3. The major change this group will experience as a result of your organization’s work. Examples: “know and can advocate for their legal rights,” or “significantly increase their English literacy.” It is okay if this goal is a bit abstract, as the strategic plan will require you to break it down into smaller steps later on. It should be ambitious and inspiring, and there should be a clear group consensus around the statement.

We have a fun exercise to get everyone in agreement about the vision statement, adapted from CIVICUS.

If your group is more than four or five people, we recommend that you break the group down into groups of four or five. In a strategic planning meeting where (as we recommend) you may have people of many different statuses and backgrounds working together, we try to create groups of people who will be comfortable speaking to each other, and assign one person who

is good at facilitating discussion to be the group leader.

What you will need:

·         Large sheets of paper

·         Colored markers – enough to give each small group 4 or 5 colors

·         Tape

·         Enough wall space to post the pictures when they are done

STEP-BY-STEP

1. Identify the problems – Ask each small group to create a list of three or four key problems they believe the organization is working to address, and write these down.

2. Imagine the future – Ask each group to imagine that they have been out of the country for ten years. They have arrived back to find that their dreams of how the society should be, in terms of the problems they have identified, have been fulfilled. The problems are solved. Give the group a few minutes to discuss what that ideal society will be like.

3. Create a visual aid – Each group should draw a picture of what this ideal future society will look like. Tell them that they can use color, shape, words, and/or images. Everyone should participate in drawing the picture. When the picture is done, each group should also come up with one sentence to describe this ideal future society.

4. Share the visions – Have each group present its picture and explain what it represents to the rest of the participants. The facilitator should capture key words, especially anything that is value-related (e.g. equal access, affordable, quality health care, equitable allocation, democratic, and so on) and write these on a large sheet of paper or dry erase board where the whole group can see them.

5. Create the final statement – The whole group studies the pictures and statements and jointly constructs one vision statement that reflects the range of input.

6. Delegate to a committee – If the large group is finding it difficult to agree on a joint statement, we sometimes create a committee with one representative from each group that works together separately to draft a vision statement while other members work on another task.

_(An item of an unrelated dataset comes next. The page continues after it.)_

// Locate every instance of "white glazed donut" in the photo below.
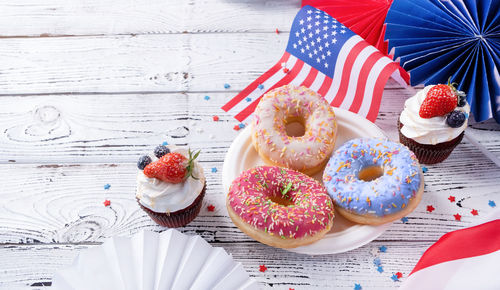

The committee can then present the statement to plenary and invite the whole group to edit it. Good examples of vision statements include: “End forced eviction in Phnom Penh,” “All people with HIV/AIDS in China know and can advocate for their legal rights,” or “All courts in Indonesia sentence drug users to rehabilitation, not prison.”

Once you have reached a consensus among the participants in the large group, your organization will have a vision statement to guide its work. You might want to keep the pictures and put them up in your office, if you have space. Even if you and your colleagues, like us, are not great artists, the pictures are entertaining – and also a reminder of the world you’re working to create.

Meg Davis is the executive director of Asia Catalyst.